When I go to a lake I've never fished before, I'll look at the water color and say to myself, "According to this lake's water color, this color of lure should work," and I'll start fishing it. Once I catch a bass, if that fish spits up a shad, bluegill, crawfish, or some other bait when I put it in the livewell that's a different color than I'm using, I'll change colors to try and match that bait. If I can match the color exactly, then I believe I'll get even more bites. I'll say to myself, "I've got it figured out now. I know what the bass are eating, I know the color of the bait, and I have that exact match for the color of lure." So, for me, having the right color and the right type of lure that I know the bass are feeding on is a huge confidence builder.
Now having said that, I know you can cast any color of lure, get a bite, and catch a bass. But what I've learned is I'm not trying to get just one bite in a day of fishing. I want to get 50 bites. I believe if I can fish a lure the size and the color that the bass are feeding on, I'll have a much greater chance of getting those 50 bites than I will if I don't pay close attention to what the bass are eating.

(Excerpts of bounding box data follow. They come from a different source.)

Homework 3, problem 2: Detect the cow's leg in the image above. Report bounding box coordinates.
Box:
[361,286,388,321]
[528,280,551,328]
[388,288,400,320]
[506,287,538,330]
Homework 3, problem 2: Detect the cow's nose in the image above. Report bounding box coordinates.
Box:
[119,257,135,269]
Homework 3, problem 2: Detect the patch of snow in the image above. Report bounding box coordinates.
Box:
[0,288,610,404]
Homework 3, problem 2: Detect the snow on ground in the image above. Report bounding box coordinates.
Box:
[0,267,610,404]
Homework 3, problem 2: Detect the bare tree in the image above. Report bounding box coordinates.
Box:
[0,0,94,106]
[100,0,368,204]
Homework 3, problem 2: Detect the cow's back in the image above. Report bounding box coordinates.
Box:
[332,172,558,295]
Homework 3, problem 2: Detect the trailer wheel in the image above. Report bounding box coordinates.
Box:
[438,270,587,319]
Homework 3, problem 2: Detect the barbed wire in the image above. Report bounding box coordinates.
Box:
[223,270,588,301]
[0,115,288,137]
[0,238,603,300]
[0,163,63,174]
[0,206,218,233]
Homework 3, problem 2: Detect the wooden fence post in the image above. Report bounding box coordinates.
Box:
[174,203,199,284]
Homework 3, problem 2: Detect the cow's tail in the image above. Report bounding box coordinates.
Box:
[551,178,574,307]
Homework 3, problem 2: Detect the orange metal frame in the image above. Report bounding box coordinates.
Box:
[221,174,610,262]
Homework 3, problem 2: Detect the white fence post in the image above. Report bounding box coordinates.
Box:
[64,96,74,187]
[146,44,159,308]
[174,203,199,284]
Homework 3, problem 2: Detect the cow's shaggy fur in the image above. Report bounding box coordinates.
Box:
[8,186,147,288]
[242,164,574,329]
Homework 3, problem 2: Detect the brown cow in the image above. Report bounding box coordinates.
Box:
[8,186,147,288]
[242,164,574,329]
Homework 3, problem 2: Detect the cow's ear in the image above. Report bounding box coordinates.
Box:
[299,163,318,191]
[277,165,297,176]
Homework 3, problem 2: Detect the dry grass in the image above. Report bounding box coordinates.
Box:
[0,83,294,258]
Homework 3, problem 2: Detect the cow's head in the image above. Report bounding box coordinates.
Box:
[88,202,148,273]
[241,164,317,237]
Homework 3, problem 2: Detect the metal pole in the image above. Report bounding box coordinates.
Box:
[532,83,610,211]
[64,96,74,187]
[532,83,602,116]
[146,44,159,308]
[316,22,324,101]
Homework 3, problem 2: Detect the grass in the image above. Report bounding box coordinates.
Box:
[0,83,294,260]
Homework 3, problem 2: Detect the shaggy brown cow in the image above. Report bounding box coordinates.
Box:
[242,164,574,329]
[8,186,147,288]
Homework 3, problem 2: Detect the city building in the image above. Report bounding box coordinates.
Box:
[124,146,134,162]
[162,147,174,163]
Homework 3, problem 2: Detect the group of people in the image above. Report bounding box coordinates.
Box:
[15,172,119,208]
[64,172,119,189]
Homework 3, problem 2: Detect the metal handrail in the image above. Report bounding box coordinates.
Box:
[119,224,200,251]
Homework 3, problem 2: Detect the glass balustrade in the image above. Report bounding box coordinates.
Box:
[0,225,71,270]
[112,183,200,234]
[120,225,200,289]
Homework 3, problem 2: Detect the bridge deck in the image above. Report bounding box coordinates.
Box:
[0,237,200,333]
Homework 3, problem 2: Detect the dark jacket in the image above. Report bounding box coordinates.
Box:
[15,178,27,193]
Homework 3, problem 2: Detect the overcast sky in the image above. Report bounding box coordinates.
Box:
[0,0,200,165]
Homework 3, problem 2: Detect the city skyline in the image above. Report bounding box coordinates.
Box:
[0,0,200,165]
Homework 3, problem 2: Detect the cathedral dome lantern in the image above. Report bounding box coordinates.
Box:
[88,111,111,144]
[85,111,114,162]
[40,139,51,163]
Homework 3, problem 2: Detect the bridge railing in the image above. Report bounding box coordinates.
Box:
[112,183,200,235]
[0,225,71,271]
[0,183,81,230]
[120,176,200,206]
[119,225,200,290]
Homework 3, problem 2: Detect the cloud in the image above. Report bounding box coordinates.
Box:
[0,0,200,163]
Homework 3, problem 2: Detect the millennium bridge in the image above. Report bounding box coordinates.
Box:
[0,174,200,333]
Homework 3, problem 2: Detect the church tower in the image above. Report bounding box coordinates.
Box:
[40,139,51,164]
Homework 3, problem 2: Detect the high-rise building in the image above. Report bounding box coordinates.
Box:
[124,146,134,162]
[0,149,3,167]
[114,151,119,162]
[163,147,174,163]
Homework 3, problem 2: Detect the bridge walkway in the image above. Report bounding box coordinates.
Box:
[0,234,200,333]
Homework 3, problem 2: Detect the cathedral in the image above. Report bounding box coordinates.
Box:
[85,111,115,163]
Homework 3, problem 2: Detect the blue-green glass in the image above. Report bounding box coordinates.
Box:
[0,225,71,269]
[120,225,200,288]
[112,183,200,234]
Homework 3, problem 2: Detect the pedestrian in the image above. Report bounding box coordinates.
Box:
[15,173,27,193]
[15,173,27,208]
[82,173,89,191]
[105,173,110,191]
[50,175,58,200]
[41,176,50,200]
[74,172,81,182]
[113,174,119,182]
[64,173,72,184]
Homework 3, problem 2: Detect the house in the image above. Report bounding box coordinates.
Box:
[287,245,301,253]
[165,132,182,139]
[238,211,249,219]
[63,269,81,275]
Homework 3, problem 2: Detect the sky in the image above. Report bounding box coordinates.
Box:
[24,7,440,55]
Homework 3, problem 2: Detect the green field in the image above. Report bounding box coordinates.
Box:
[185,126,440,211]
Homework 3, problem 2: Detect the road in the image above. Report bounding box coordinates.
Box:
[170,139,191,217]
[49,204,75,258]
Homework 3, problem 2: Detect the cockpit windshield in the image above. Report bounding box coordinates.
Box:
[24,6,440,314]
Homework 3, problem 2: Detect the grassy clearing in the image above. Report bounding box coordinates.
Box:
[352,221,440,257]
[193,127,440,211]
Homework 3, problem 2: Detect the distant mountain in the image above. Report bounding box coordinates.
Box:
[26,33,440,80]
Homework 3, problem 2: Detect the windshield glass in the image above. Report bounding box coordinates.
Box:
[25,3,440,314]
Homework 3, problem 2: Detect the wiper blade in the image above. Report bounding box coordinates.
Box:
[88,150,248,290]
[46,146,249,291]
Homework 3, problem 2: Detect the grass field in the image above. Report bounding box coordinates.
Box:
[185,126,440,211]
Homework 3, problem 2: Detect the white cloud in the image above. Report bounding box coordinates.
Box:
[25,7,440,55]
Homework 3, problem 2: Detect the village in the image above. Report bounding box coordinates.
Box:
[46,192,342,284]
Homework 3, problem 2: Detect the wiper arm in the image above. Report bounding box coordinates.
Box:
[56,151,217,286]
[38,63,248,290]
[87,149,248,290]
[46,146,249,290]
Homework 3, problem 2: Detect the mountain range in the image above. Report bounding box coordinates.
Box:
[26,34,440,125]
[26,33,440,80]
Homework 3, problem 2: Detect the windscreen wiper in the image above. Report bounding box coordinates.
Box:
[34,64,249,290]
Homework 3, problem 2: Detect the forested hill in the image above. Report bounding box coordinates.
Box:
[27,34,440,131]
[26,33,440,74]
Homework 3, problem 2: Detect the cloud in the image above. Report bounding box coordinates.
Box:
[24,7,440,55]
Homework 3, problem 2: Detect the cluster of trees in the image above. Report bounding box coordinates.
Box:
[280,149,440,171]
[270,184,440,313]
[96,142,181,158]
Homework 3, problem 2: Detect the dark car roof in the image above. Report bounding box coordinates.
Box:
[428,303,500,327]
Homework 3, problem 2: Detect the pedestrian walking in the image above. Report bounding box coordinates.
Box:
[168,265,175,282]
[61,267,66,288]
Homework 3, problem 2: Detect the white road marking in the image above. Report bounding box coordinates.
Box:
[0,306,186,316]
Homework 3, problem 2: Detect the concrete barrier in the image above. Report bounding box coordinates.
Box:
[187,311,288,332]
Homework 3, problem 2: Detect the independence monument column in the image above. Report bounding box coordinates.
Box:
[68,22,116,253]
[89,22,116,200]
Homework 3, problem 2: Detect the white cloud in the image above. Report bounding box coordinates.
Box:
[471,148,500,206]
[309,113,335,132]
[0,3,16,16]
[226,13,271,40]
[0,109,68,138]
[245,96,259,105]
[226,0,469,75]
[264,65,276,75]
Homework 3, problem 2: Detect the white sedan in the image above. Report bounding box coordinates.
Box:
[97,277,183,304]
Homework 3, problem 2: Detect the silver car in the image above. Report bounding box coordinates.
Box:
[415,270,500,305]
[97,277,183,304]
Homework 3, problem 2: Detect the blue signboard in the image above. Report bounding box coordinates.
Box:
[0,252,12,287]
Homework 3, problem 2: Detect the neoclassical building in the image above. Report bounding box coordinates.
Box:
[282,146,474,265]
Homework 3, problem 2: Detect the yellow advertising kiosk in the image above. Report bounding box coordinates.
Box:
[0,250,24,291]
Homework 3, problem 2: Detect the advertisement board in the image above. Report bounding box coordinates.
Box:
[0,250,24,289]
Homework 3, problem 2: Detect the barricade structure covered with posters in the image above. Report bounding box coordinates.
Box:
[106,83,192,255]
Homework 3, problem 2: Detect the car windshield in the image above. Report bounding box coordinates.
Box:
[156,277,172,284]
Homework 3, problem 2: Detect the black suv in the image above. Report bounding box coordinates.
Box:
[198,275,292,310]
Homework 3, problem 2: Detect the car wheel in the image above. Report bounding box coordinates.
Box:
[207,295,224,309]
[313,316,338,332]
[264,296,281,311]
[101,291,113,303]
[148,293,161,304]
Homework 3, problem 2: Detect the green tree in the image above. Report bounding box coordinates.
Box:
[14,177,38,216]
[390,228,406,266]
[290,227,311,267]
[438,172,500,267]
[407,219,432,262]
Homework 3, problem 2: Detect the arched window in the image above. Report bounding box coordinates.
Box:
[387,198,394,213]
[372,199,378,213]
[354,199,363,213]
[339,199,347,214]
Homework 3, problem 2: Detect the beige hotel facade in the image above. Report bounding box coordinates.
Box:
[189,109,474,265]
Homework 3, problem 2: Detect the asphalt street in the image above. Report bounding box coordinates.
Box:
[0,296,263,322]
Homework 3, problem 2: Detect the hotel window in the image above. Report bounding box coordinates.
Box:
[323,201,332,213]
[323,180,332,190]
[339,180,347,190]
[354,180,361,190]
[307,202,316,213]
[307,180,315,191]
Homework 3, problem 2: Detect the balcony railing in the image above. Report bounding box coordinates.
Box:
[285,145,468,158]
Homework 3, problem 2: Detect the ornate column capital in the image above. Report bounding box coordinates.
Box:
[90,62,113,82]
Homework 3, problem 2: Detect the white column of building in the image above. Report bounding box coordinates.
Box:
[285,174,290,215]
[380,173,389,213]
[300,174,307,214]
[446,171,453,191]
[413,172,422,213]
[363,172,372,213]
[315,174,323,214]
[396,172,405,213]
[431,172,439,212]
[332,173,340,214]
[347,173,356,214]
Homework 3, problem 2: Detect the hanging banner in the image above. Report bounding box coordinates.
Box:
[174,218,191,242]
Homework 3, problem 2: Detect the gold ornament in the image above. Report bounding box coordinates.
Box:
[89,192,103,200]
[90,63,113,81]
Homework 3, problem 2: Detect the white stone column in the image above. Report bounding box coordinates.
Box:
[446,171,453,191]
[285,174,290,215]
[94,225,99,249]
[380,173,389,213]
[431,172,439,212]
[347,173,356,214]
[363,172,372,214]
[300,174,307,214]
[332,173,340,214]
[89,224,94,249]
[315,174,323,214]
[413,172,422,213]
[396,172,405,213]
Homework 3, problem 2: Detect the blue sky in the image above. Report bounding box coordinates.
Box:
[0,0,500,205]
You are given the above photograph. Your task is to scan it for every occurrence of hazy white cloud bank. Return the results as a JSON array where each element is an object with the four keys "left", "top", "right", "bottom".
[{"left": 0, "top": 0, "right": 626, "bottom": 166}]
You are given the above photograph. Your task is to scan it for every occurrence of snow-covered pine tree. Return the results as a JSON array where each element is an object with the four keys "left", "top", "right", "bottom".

If I only can have two colors of lures to fish all over the nation, under all weather and water conditions, I'll fish either a solid black, a black-and-blue, or a black-and-red lure. I want one of those lures to definitely have a black overtone. And the second lure needs to be a brown lure like green pumpkin, because those two basic colors are what most colors are based on, especially in soft-plastic lures. Then I'll add some other types of colors off those two basic colors, such as watermelon-red, green-pumpkin-sapphire, black-blue, or black-neon.